5 Replies to “Book review: The Linux Command Line”

  1. It’s worth pointing out that this fellow also has this book — maybe a slightly older edition — available under a Creative Commons license. According to his page (Linuxcommand.org), the No Starch Press version is just a reprint. Which is fine, since this version, when I looked at it, seemed to be just as good as Justin says the No Starch Press printed edition is.

  2. I switched to this book last year for my Unix course. The students liked it, particularly the free download. The Author was happy to see it being used.

  3. I didn’t realize it had been previously published that way. I’m the best investigative journalist ever.

    In any case, I like having the physical book in hand; I find it very hard to sit and read electronic documents on my desktop for an extended period. It’s fine for “how do I fix this” sort of issues, but long reads are not pleasant. Or perhaps the rest of the Internet is too distracting.

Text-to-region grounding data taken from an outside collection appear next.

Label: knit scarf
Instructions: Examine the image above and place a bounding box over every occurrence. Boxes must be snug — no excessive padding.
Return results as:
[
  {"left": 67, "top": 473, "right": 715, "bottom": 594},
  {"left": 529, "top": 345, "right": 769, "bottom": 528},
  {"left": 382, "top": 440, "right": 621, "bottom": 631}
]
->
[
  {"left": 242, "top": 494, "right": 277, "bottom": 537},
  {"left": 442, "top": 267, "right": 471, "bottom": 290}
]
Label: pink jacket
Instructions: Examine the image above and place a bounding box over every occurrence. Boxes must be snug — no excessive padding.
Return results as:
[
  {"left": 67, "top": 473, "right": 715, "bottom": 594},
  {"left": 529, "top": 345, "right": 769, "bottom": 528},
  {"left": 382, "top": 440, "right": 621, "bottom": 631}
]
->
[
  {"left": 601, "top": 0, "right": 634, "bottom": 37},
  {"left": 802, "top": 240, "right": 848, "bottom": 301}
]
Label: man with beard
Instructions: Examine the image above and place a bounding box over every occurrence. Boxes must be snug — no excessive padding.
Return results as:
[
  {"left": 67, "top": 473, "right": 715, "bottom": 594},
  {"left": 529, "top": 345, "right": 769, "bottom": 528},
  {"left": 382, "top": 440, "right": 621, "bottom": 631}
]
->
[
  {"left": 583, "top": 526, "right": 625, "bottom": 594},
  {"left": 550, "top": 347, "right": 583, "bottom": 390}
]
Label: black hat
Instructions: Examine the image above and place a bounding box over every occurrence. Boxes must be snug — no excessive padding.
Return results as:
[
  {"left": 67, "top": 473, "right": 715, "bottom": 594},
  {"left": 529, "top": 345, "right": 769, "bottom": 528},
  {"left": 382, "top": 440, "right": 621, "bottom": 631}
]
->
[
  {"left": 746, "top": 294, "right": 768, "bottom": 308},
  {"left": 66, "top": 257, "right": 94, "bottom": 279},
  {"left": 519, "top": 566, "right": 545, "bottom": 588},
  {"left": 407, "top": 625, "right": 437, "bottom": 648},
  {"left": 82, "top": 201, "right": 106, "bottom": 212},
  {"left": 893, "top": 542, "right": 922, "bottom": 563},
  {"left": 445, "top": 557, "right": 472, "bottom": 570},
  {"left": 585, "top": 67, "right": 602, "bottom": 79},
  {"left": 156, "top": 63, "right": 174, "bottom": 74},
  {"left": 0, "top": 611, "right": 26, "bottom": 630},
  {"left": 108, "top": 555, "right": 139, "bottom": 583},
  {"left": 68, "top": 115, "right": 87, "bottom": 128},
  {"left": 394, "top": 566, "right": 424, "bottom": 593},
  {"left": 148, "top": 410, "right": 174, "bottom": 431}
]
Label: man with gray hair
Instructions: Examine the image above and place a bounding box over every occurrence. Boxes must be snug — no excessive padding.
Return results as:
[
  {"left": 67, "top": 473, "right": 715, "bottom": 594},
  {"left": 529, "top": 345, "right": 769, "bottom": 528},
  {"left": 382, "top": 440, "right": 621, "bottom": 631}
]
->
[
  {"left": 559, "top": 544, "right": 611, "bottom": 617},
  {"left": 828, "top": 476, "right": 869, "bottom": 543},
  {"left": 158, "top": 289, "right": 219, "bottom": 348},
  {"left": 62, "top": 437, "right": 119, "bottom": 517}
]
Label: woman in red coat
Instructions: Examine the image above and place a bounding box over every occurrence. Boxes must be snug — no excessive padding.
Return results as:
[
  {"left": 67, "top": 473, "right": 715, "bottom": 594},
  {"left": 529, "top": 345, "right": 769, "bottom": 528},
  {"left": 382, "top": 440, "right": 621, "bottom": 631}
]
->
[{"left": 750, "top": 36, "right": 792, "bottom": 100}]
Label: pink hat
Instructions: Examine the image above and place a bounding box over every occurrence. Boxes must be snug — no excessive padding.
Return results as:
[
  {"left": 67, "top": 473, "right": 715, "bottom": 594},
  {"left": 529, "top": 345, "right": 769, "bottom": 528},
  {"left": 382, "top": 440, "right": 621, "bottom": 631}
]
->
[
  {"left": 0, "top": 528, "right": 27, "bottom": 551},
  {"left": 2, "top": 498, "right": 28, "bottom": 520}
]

  4. It would have been better as a physical book, because it was hard for the students to have both the terminal and examples from the PDF on the screen at the same time. Not enough screen real estate.

  5. TO: Will Backman
    –Right, desktop space is NEVER ehough… but then it’s the best time for them to learn their keyboard shortcuts, he-he. At least, that is how I learned them, only recently, although actively using bash command line for years now.
    It is SO MUCH easier to navigate between the open apps windows with Alt+Tab (GNOME) when they cover one another.
    With keyboard control of things it is just pressing the same keys and getting the window you need, while with mouse it is doing a more complex muscle work, which disturbs my concentration and effects the typing.
    My typing has improved these couple of weeks that I’ve been using kb shortcuts for everything, MUCH less wrong keys typed (almost none). This I couldn’t improve for years, never knowing the reason why.

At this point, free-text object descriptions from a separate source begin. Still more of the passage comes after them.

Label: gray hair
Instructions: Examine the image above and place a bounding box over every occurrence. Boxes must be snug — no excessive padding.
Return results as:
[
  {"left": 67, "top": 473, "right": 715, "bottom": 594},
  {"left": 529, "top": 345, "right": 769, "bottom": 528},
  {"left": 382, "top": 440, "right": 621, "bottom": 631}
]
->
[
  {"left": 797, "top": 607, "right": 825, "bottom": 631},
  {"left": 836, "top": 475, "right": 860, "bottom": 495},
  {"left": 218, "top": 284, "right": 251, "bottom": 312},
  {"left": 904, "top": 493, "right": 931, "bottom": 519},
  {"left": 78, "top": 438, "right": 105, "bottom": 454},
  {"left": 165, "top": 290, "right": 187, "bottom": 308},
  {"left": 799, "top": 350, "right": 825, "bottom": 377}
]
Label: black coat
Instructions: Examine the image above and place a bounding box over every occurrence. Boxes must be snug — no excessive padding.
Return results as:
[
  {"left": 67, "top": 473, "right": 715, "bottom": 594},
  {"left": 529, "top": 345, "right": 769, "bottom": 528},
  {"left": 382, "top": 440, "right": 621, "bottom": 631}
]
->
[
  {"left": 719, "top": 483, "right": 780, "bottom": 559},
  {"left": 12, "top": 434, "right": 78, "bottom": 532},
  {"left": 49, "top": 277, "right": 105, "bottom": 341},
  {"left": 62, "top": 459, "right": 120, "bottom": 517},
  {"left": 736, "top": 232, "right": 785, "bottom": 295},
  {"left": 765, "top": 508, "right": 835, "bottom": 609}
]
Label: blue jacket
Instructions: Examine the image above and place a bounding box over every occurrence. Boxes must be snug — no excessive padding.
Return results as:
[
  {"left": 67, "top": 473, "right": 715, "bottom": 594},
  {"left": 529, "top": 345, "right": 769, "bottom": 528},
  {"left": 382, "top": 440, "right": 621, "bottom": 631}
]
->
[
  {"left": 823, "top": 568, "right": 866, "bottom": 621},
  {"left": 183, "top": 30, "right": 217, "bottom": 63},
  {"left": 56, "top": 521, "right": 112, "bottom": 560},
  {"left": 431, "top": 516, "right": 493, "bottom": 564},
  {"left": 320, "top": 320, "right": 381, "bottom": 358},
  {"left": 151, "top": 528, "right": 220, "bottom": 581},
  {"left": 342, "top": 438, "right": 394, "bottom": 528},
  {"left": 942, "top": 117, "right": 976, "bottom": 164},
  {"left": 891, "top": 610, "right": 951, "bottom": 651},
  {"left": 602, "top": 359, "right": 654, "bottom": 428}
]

    …OK, just wanted to say that mastering one’s keyboard goes side by side with CLI work.
    And generally, computers have improved a good deal since the days of DOS and all that, but in good many ways this progress has gone in a wrong direction. But that’s a long story…

    And logically: you have 100+ keys of your keyboard, a complete operation panel, and yet need to use some additional device like mouse. And when you have to do a lot of typing mouse is distracting (for me at least). So I’d say keyboard shortcuts are kinda the same level knowledge as CLI.